I don’t want to feel sympathetic for him just like I used to.

“I’m sorry, please forgive me. I promise I won’t hurt you, anymore. I promise to make up for all the hurts. Just give me a chance to prove myself to you. I’m sorry, Celine.”

“Please let go of me, Bryan”, I say stubbornly, not ready to let go. I am too angry to hear him out.

I am too hurt about this.

“Bryan, please leave this room now. I’m going and that’s final”, I affirm quickly and I turn around again and release my hands from his hold.

I bend to take the suitcase again, a wave of dizziness enveloping me. When I rise, Bryan is still on his knees. He stands up slowly and grabs me again.

“Let go of me”, I say, not looking at him.

“Give me a chance, please”, he begs but I don’t want to. Instead of replying to him, tears spring to my ears.

He takes a hold of my right hand and place it on his chest which is hammering hard within his ribcage.

My eyes grow wide and he smiles at me sadly.

His heart is beating fast. What meaning do I attribute to this? Is it beating fast because of me?

This is exactly how I always feel or how my heart beats whenever he is near me.

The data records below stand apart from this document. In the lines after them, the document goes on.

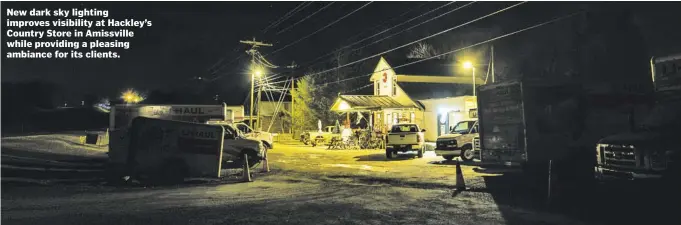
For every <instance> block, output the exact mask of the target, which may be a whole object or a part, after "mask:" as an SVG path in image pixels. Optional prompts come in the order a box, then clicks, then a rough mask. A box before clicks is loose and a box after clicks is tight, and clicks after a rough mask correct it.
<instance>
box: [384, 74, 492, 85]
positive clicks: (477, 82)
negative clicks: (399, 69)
mask: <svg viewBox="0 0 681 225" xmlns="http://www.w3.org/2000/svg"><path fill="white" fill-rule="evenodd" d="M397 82H405V83H442V84H444V83H446V84H473V78H472V77H465V76H423V75H405V74H398V75H397ZM475 83H476V84H478V85H481V84H484V83H485V80H483V79H482V78H479V77H477V78H476V79H475Z"/></svg>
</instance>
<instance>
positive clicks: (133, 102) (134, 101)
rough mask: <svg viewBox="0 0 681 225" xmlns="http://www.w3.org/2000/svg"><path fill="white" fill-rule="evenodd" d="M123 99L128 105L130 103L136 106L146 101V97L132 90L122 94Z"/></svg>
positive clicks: (123, 100)
mask: <svg viewBox="0 0 681 225" xmlns="http://www.w3.org/2000/svg"><path fill="white" fill-rule="evenodd" d="M121 99H123V101H124V102H125V103H128V104H130V103H133V104H135V103H139V102H141V101H144V97H143V96H142V95H141V94H140V93H138V92H136V91H135V90H132V89H130V90H126V91H124V92H123V93H122V94H121Z"/></svg>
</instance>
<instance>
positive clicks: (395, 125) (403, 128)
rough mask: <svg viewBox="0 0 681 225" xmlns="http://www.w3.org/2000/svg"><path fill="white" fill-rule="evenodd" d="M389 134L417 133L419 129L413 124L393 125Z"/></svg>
mask: <svg viewBox="0 0 681 225" xmlns="http://www.w3.org/2000/svg"><path fill="white" fill-rule="evenodd" d="M391 132H419V128H418V127H417V126H416V125H414V124H403V125H394V126H393V128H392V129H391Z"/></svg>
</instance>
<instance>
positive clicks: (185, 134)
mask: <svg viewBox="0 0 681 225" xmlns="http://www.w3.org/2000/svg"><path fill="white" fill-rule="evenodd" d="M180 134H181V136H182V137H191V138H196V139H208V140H215V139H218V134H217V133H216V132H215V131H209V130H195V129H191V130H190V129H183V130H182V132H180Z"/></svg>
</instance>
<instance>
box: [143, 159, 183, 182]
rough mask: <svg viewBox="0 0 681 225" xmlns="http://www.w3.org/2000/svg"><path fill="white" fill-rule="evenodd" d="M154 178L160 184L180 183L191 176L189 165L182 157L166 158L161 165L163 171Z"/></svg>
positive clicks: (160, 171) (162, 170) (160, 172)
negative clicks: (165, 159) (167, 158)
mask: <svg viewBox="0 0 681 225" xmlns="http://www.w3.org/2000/svg"><path fill="white" fill-rule="evenodd" d="M156 176H158V177H155V178H152V180H153V181H154V182H155V183H159V184H179V183H182V182H184V178H186V177H188V176H189V166H187V164H186V163H185V162H184V160H182V159H169V160H166V161H165V162H164V163H163V165H162V166H161V171H159V173H158V174H156Z"/></svg>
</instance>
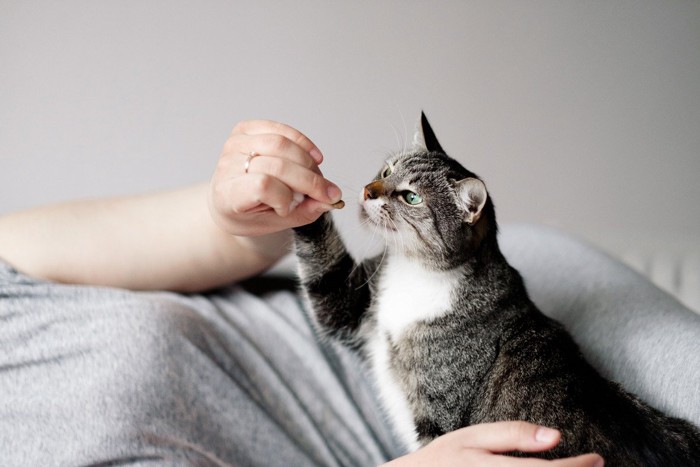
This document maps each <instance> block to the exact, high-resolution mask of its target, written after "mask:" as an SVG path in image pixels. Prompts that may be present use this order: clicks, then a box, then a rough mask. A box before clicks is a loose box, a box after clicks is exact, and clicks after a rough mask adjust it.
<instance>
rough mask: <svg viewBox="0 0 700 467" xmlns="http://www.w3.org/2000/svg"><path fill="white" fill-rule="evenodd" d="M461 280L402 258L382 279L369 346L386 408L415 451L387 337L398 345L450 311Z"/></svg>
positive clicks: (411, 427)
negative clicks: (410, 331) (415, 326)
mask: <svg viewBox="0 0 700 467" xmlns="http://www.w3.org/2000/svg"><path fill="white" fill-rule="evenodd" d="M458 279H459V272H456V271H448V272H439V271H430V270H427V269H425V268H424V267H423V266H421V265H420V264H418V263H416V262H413V261H410V260H408V259H406V258H403V257H400V256H393V257H391V258H390V259H389V260H388V263H387V264H385V266H384V269H383V271H382V276H381V278H380V282H379V288H380V292H379V297H380V298H379V301H378V303H377V310H376V311H377V334H376V336H374V338H373V339H372V340H371V342H370V344H369V347H370V355H371V357H370V358H371V362H372V368H373V370H374V374H375V378H376V381H377V384H378V386H379V393H380V396H381V399H382V402H383V404H384V407H385V408H386V410H387V412H388V415H389V417H390V419H391V421H392V424H393V426H394V427H395V429H396V432H397V434H398V435H399V436H400V437H401V439H402V440H403V441H404V443H405V444H406V447H407V448H409V449H411V450H415V449H418V448H419V447H420V446H419V444H418V441H417V433H416V431H415V424H414V420H413V414H412V412H411V410H410V408H409V405H408V400H407V399H406V396H405V394H404V392H403V391H402V389H401V387H400V386H399V384H398V381H396V379H395V378H394V375H393V374H392V372H391V369H390V368H389V343H388V341H387V337H391V339H392V340H394V341H396V340H398V339H400V338H401V336H402V334H403V333H404V332H405V331H406V330H407V329H408V328H410V327H411V326H412V325H414V324H416V323H418V322H420V321H429V320H431V319H434V318H437V317H439V316H441V315H442V314H444V313H446V312H447V311H449V310H450V309H451V295H452V291H453V290H455V289H456V284H455V282H456V281H457V280H458Z"/></svg>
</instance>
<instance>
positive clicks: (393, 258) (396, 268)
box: [377, 256, 460, 340]
mask: <svg viewBox="0 0 700 467" xmlns="http://www.w3.org/2000/svg"><path fill="white" fill-rule="evenodd" d="M459 277H460V272H459V271H431V270H429V269H426V268H425V267H423V266H422V265H421V264H420V263H418V262H415V261H411V260H409V259H406V258H404V257H402V256H392V257H391V258H389V259H388V260H387V264H385V265H384V269H383V271H382V276H381V278H380V282H379V301H378V306H377V320H378V327H379V329H380V330H381V331H383V332H388V333H389V334H390V335H391V338H392V339H394V340H397V339H399V338H400V337H401V334H402V333H403V332H404V331H405V330H406V329H407V328H408V327H409V326H411V325H413V324H415V323H417V322H419V321H427V320H431V319H433V318H437V317H439V316H441V315H442V314H444V313H445V312H447V311H449V310H450V308H451V301H452V291H453V290H455V289H456V288H457V285H456V282H457V281H458V280H459Z"/></svg>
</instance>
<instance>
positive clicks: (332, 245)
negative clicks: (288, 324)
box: [294, 115, 700, 466]
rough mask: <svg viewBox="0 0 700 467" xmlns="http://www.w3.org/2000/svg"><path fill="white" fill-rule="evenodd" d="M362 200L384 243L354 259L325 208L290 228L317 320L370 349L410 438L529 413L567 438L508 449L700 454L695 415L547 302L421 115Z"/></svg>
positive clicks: (367, 361)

“Whether you believe it or not, this is how it has always been”, he confesses and I gasp, my mouth agape. “I have always felt this way for you ever since the first time we had sex. I don’t know what happened or how it happened but that sex changed everything. The night changed it all. It opened my eyes to a whole lot of things but I wasn’t ready to accept it for myself or even accept the fact that I feel this way for someone who isn’t Helena.”

“It was like a betrayal on my part towards Helena. I made a vow to her to remain celibate for life. I was disappointed in myself and the only person I could transfer my aggression to was you. You were the closest person to me. You were always there whenever I needed someone to vent my anger on. The more you showed me concern, the angrier I felt towards myself and the madder I became towards you.”

“I didn’t want Helena to haunt me. I didn’t want to go through the same pain as I felt when she died. It was traumatizing and I didn’t want something similar. I didn’t want fate to repeat itself again. You have no idea how bad it was for me, do you?”

I gulp loudly and finally close my mouth. Everything is happening fast. First, it was the fact that Bryan and I have been married for over five years when we thought it was a fake one and now he is confessing his feelings of love for me.

How is that even possible?

Bryan can not love. I thought he was beginning to when we had sex for the second time and we talked into the night but he disappointed me and made my assumptions wrong.

Bryan isn’t someone destined to love. He doesn’t love me. He must have made a mistake.

I am about to tell him he must be mistaken about his feelings for me when he pulls me closer to him with his hands around my waist and he takes my lips in a searing kiss.

It was slow at first and he didn’t hesitate to move his lips on mine immediately.

When I try to push him away again, even though I want him, I want more, his grip on me becomes stronger and the kiss becomes rough and a soft moan escapes my mouth.

This is when it dawns on me that Bryan isn’t one to express his feelings through words but through actions. He is pouring out all of his emotions into this kiss.

Without thinking, I open up for him to explore the insides of my mouth and I kiss him back.